Il y a toujours eu un endroit, dans toutes les écoles où je suis allée, où je pouvais m'isoler. Un escalier inutilisé, le coin BD d'un CDI, le dessous de gradins. C'est un endroit où je me lâche, où je hurle et où je me défoule. Où je peux être moi-même, car personne n'est là pour me voir.

Je prends appui contre le mur et attends que les mêmes pensées de tout à l'heure reviennent m'assaillir.

C'est toujours la même chose. Dans un mois, deux à tout casser, je serai partie d'ici parce qu'on aura découvert ma véritable nature. Les rumeurs commencent même d'habitude plus tôt, mais cette ville est particulièrement isolée.

Je me demande si les autres mutants de mon âge vivent le même calvaire. Certains peuvent peut-être cacher leur mutation, mais pour ceux qui, comme moi, on quelque chose de difficile à dissimuler ? Ceux qui ont été rejetés pas leurs parents ? Est-ce qu'ils ressentent ce que je ressens à cet instant, une colère contenue mélangée à de l'indignation et de la résignation ?

Voilà, j'ai envie de hurler.
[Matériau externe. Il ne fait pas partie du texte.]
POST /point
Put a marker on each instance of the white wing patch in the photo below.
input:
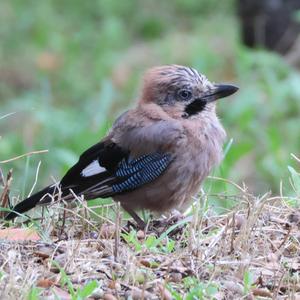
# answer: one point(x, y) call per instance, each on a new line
point(92, 169)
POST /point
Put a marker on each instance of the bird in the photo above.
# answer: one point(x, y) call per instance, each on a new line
point(156, 155)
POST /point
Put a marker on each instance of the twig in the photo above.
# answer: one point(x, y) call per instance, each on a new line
point(4, 199)
point(23, 155)
point(35, 180)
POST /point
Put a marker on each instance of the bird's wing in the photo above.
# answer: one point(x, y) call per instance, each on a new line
point(106, 170)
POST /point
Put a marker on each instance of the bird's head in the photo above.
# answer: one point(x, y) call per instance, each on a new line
point(182, 91)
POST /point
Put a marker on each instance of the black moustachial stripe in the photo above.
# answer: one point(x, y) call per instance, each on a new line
point(195, 107)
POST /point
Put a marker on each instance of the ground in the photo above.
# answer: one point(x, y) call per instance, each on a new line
point(251, 252)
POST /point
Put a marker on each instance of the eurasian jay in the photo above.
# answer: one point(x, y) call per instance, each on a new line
point(157, 154)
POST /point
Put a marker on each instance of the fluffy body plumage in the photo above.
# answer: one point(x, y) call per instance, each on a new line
point(157, 154)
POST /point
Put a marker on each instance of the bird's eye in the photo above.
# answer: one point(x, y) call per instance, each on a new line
point(185, 94)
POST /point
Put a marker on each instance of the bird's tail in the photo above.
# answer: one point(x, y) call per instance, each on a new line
point(43, 196)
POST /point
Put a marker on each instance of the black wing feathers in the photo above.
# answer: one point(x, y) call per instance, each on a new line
point(118, 173)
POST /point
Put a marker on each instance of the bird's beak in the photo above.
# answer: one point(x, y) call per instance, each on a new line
point(219, 91)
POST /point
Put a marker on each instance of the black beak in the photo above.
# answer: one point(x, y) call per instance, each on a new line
point(219, 91)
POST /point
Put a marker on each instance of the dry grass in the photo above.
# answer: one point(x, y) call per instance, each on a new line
point(249, 253)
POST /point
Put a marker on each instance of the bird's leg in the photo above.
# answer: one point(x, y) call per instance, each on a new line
point(141, 224)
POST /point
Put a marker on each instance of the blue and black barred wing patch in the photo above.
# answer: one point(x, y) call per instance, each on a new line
point(137, 172)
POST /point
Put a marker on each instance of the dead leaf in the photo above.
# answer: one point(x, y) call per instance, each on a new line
point(19, 234)
point(45, 283)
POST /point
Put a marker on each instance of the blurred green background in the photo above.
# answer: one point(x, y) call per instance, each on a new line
point(68, 68)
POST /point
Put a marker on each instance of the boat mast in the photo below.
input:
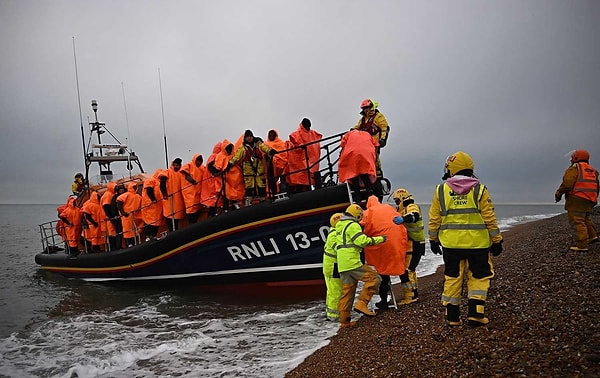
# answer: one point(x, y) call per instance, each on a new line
point(80, 114)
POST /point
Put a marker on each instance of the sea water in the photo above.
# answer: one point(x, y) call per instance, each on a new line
point(53, 327)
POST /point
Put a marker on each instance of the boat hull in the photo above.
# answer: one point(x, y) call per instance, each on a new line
point(273, 243)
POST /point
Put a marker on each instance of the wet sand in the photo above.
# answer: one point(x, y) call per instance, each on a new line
point(544, 313)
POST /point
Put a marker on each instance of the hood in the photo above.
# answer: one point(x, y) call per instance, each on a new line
point(372, 201)
point(462, 184)
point(157, 173)
point(94, 198)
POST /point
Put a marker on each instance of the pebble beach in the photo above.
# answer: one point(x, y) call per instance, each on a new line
point(544, 313)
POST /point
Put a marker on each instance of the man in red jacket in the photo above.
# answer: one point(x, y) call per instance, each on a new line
point(580, 187)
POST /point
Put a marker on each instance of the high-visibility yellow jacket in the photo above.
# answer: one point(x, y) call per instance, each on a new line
point(463, 221)
point(330, 252)
point(416, 230)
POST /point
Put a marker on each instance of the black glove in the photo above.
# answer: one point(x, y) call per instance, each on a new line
point(436, 247)
point(496, 248)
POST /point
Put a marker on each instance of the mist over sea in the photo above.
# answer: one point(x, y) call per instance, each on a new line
point(53, 327)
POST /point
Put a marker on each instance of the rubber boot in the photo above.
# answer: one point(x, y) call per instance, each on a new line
point(345, 319)
point(476, 317)
point(384, 288)
point(453, 315)
point(361, 306)
point(409, 294)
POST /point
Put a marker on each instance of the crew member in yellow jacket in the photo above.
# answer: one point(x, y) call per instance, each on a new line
point(413, 221)
point(462, 221)
point(331, 272)
point(350, 242)
point(373, 122)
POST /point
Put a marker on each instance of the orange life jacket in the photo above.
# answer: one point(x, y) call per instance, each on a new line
point(586, 185)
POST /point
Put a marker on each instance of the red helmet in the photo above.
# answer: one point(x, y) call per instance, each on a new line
point(367, 103)
point(580, 155)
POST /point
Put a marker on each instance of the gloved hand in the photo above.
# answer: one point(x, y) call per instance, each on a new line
point(436, 247)
point(557, 196)
point(496, 248)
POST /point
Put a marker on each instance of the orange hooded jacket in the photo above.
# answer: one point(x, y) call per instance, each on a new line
point(92, 233)
point(106, 199)
point(358, 156)
point(132, 203)
point(297, 157)
point(210, 182)
point(173, 205)
point(73, 216)
point(192, 194)
point(235, 189)
point(388, 258)
point(152, 212)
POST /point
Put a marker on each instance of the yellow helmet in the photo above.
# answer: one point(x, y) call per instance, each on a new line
point(401, 195)
point(356, 211)
point(457, 162)
point(334, 219)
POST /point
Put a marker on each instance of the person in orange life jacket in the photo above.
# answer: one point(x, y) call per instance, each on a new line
point(79, 184)
point(115, 216)
point(71, 216)
point(462, 221)
point(357, 161)
point(580, 187)
point(374, 122)
point(387, 258)
point(231, 187)
point(60, 225)
point(170, 187)
point(105, 203)
point(350, 242)
point(412, 219)
point(152, 213)
point(251, 154)
point(193, 173)
point(130, 204)
point(210, 192)
point(278, 163)
point(92, 216)
point(303, 162)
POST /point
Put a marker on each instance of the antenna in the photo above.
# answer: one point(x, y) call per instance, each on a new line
point(126, 119)
point(162, 109)
point(80, 114)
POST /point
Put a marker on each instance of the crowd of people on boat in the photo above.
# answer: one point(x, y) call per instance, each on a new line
point(236, 174)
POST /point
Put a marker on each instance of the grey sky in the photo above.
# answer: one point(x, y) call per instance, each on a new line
point(516, 84)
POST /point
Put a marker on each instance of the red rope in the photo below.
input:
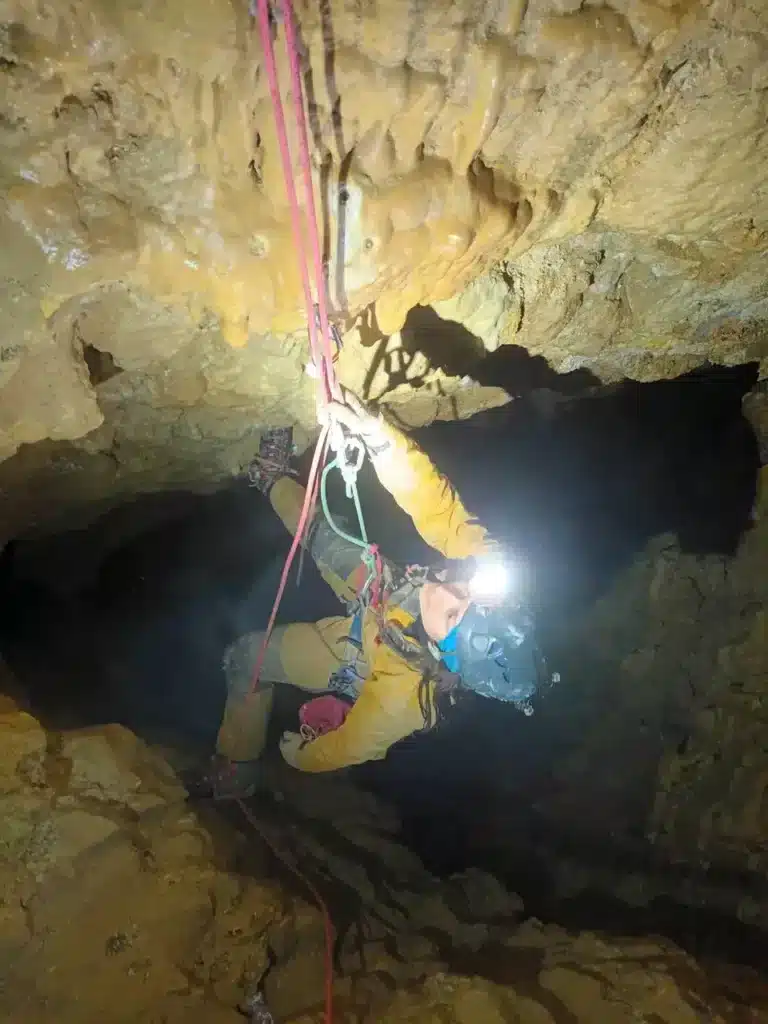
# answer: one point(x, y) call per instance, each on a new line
point(320, 280)
point(322, 356)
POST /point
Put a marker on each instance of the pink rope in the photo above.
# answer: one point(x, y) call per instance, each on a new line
point(297, 99)
point(285, 153)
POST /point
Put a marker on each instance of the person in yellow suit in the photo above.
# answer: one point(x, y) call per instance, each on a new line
point(434, 633)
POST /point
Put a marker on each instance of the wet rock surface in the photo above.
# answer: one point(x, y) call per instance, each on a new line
point(588, 183)
point(121, 902)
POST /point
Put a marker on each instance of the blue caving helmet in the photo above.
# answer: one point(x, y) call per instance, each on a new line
point(495, 652)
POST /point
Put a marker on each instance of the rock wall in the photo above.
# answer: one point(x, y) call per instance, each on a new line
point(586, 181)
point(122, 903)
point(657, 773)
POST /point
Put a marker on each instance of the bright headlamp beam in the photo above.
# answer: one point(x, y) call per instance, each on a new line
point(491, 582)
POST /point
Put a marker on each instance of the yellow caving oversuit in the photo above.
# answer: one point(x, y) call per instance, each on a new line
point(305, 655)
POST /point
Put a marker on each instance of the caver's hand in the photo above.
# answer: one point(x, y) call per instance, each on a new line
point(290, 745)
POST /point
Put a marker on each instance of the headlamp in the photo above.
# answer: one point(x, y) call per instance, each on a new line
point(491, 583)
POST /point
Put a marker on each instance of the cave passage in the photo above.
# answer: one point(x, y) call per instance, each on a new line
point(127, 620)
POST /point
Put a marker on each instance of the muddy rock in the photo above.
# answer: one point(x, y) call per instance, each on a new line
point(180, 914)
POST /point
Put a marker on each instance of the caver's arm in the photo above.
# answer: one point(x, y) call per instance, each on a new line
point(426, 495)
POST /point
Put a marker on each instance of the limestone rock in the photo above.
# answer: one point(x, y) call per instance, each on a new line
point(586, 183)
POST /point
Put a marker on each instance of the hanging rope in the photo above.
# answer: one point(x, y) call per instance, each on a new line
point(321, 350)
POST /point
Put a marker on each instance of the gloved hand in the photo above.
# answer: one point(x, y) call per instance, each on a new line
point(290, 745)
point(359, 421)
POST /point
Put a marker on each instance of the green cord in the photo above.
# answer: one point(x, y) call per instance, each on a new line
point(357, 541)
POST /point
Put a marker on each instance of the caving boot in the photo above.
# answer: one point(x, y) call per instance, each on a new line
point(273, 460)
point(223, 779)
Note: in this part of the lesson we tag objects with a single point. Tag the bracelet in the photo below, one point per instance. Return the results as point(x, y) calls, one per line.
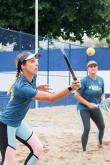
point(70, 88)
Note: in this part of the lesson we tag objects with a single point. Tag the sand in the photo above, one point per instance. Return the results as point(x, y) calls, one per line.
point(59, 129)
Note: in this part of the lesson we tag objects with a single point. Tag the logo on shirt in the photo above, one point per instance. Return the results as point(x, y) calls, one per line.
point(94, 87)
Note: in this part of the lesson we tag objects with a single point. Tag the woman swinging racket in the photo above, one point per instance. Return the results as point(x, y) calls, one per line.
point(23, 91)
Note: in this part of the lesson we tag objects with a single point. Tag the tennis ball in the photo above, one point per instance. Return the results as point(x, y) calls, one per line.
point(90, 51)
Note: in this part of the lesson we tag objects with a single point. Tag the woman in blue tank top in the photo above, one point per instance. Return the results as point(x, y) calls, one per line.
point(90, 94)
point(23, 91)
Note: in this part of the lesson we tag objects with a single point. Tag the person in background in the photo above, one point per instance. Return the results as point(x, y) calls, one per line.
point(91, 93)
point(22, 92)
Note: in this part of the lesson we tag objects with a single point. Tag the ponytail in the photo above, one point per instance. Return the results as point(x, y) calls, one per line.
point(18, 72)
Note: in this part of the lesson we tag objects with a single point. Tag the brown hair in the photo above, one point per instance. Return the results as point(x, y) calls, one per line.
point(18, 69)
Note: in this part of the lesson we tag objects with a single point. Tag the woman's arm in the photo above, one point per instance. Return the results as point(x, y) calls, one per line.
point(51, 97)
point(84, 101)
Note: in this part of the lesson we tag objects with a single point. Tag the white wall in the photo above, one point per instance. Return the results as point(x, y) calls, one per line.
point(57, 80)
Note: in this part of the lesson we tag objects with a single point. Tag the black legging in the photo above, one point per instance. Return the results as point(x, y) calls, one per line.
point(96, 116)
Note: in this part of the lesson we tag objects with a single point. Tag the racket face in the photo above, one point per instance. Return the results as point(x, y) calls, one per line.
point(105, 105)
point(68, 64)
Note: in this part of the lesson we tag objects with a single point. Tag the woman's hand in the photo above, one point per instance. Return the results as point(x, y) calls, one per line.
point(92, 105)
point(75, 85)
point(44, 88)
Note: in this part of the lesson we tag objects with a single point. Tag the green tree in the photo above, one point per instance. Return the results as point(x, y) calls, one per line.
point(71, 19)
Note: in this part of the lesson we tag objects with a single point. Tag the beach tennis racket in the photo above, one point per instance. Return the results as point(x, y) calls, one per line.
point(68, 64)
point(104, 105)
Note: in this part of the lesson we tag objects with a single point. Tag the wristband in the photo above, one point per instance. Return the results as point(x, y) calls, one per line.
point(70, 88)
Avant, les larmes suffisaient à me calmer mais à force, je n'ai plus rien à verser. C'est maintenant une envie irrépressible de frapper quelque chose qui me gagne, difficile à accomplir à un mur de distance de gens normaux. Rah, et ce coupe-vent qui me serre comme un étau ! J'ai l'impression de ne plus pouvoir respirer.

La sonnerie retentit. J'entreprends de calmer mes nerfs, et arbore le masque neutre que j'ai porté ces sept dernières années. Je réajuste ma veste, prend une profonde inspiration et fourre mes mains tremblantes dans mes poches. Puis je retourne dans le bâtiment.